Intervista a Matteo Orfini, La Stampa, 01 luglio 2013
“Porre ora la questione del segretario che deve essere anche candidato premier mi pare privo di senso. Su facebook è nata la mozione “poi vediamo”. Ecco, poi vediamo. Manca qualche mese al congresso, le elezioni addirittura sono lontane, e noi eleggeremo intanto un segretario. Poi se si scoprisse che è Maradona, nessuno ci impedisce che sia anche candidato leader”. Matteo Orfini è beffardo col suo omonimo Matte, Renzi. Orfini è il più intelligente dei quarantenni cresciuti con D’Alema. Se ne è distaccato, deo gratias, è stato tra i pochi a criticare Bersani e il suo gruppo dirigente, se non altro per la scarsa attitudine all’autocritica. E’ uno che ha digerito a fatica le larghe intese, perché conosce bene la base; però le ha digerite.
Quindi anche stavolta non la pensa come Renzi?
“Io lo capisco, non si fida, dobbiamo ricostruire un rapporto di fiducia nel partito; ma chiunque sarà il candidato premier, se il Pd sarà malmesso non avrà nessuna possibilità di essere eletto. Per questo abbiamo bisogno di qualcuno che lavori sul Pd”.
Renzi non sarebbe un valore in più vincente di per sè?
“Ma chiunque sia candidato vince solo con un Pd forte. Sicuramente Renzi è uno dei leader più forti, ma probabilmente non è l’unico, ci sono altre personalità che stanno crescendo. E non c’è nessuna Madonna pellegrina”.
Però cosa significa un Pd forte? Un Pd che magari, intanto, riconosce i suoi errori, il distacco dai suoi elettori?
“Io lo dissi a Bersani già prima delle elezioni, ricordo un convegno al Crs. Non avevamo una parte, ci mancava stare in una parte, che io penso debba essere la parte più debole del Paese, i giovani, i ceti popolari. Aver eluso la dimensione della sconfitta è una delle responsabilità più gravi del gruppo dirigente di cui ho fatto parte”.
I sondaggi dicono no, al momento, ma stare in questo governo vi costerà caro, non crede?
“Certo se va avanti così noi pagheremo un prezzo molto alto. Il Pd dovrebbe far pesare di più la sua forza, nel governo. Finora non è successo. Se stiamo lì per votare la Santanchè vicepresidente della Camera – cosa che io mi rifiuto di fare, anche se credo non succederà – allora perdiamo, Renzi o non Renzi”.
Siete ancora placidi alleati con un interdetto in primo grado.

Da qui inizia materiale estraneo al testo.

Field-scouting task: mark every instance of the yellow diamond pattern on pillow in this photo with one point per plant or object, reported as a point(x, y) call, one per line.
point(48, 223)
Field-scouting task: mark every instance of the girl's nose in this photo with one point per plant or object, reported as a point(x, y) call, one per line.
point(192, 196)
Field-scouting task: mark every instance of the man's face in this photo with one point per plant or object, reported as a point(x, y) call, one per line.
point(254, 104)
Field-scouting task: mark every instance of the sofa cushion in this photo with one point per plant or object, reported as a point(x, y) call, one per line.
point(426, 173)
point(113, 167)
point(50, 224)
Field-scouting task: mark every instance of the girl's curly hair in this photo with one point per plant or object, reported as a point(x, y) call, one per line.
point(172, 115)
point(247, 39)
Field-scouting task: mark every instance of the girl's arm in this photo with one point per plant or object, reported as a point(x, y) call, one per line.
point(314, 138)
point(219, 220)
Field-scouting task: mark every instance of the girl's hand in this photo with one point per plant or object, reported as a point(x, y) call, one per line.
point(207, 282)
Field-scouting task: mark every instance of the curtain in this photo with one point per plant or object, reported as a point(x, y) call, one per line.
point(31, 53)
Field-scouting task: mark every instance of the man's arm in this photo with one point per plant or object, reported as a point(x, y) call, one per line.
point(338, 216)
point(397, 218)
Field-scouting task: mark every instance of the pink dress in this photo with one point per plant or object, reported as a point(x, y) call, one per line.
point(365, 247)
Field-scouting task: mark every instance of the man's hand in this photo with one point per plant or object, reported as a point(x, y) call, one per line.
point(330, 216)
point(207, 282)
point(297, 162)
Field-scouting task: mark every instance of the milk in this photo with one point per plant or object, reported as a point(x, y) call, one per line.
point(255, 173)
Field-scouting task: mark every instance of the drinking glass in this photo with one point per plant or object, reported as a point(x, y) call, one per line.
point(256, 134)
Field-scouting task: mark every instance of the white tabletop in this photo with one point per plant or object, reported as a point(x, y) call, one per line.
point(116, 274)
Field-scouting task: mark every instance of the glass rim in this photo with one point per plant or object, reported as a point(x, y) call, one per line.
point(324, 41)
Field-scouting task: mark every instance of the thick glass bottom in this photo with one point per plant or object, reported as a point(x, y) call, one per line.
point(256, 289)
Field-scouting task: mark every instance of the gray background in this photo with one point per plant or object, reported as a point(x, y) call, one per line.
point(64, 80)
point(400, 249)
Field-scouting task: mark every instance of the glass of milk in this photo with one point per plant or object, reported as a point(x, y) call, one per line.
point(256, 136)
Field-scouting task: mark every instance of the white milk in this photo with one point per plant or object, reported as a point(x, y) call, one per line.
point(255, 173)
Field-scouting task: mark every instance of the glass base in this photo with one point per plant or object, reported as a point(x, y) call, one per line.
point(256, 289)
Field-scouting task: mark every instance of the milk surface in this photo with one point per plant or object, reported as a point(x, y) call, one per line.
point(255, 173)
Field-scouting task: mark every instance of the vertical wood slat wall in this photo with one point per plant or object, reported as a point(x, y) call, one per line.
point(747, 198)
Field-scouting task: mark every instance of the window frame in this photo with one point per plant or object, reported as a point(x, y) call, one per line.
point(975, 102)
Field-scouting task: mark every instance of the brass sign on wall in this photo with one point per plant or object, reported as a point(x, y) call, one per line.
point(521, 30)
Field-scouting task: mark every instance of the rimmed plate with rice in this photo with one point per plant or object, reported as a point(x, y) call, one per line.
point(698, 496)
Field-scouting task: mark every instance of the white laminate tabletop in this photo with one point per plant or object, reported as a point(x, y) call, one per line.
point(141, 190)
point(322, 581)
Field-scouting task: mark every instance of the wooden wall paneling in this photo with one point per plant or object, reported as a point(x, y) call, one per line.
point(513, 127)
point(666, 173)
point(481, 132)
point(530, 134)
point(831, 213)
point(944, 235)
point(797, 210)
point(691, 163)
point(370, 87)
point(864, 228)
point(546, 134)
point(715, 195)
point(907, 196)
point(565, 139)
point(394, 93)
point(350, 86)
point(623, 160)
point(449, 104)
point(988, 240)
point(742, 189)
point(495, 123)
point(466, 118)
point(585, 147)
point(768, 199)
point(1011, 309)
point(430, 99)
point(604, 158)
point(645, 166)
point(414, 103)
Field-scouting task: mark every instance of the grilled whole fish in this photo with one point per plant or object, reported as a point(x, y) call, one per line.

Lei è contro l’ineleggibilità vero?
“La legge del ’57, non io, lo è”.
E se invece a settembre la Cassazione confermerà l’interdizione nel processo sui diritti Mediaset?
“In quel caso è certo che Berlusconi decade, e noi voteremo la decadenza”.
Non crede che uno dei problemi del Pd sia superare un dibattito solo geografico, candidato-di-destra-o-di-sinistra, e lavorare a un ragionevole, laico interclassismo?
“Fino a un certo punto. Dipenda da cosa si intende per interclassismo. La fine della lotta di classe sì. Ma il fenomeno del nostro tempo è un grande problema di disuguaglianze, è quello il punto di una sinistra vera. Mi pare tra l’altro che Renzi, col documento Gutgeld, va anche lui a sinistra e abbandoni Zingales e Ichino. Ma se è a sinistra, perché si candida? Voti Cuperlo”.
Ecco, Cuperlo. Uno in grado di citare Rilke; già un merito, peraltro. Ma al Pd non serve anche ritrovare un linguaggio per quell’Italia che vi ha mollato?
“Lo puoi fare con la via più facile, con un’icona pop. E funziona, può andar bene. Oppure, e è la vita che amo di più, riportando il tuo popolo a un’idea di comunità, di partito. Per questo il nome perfetto è Cuperlo”.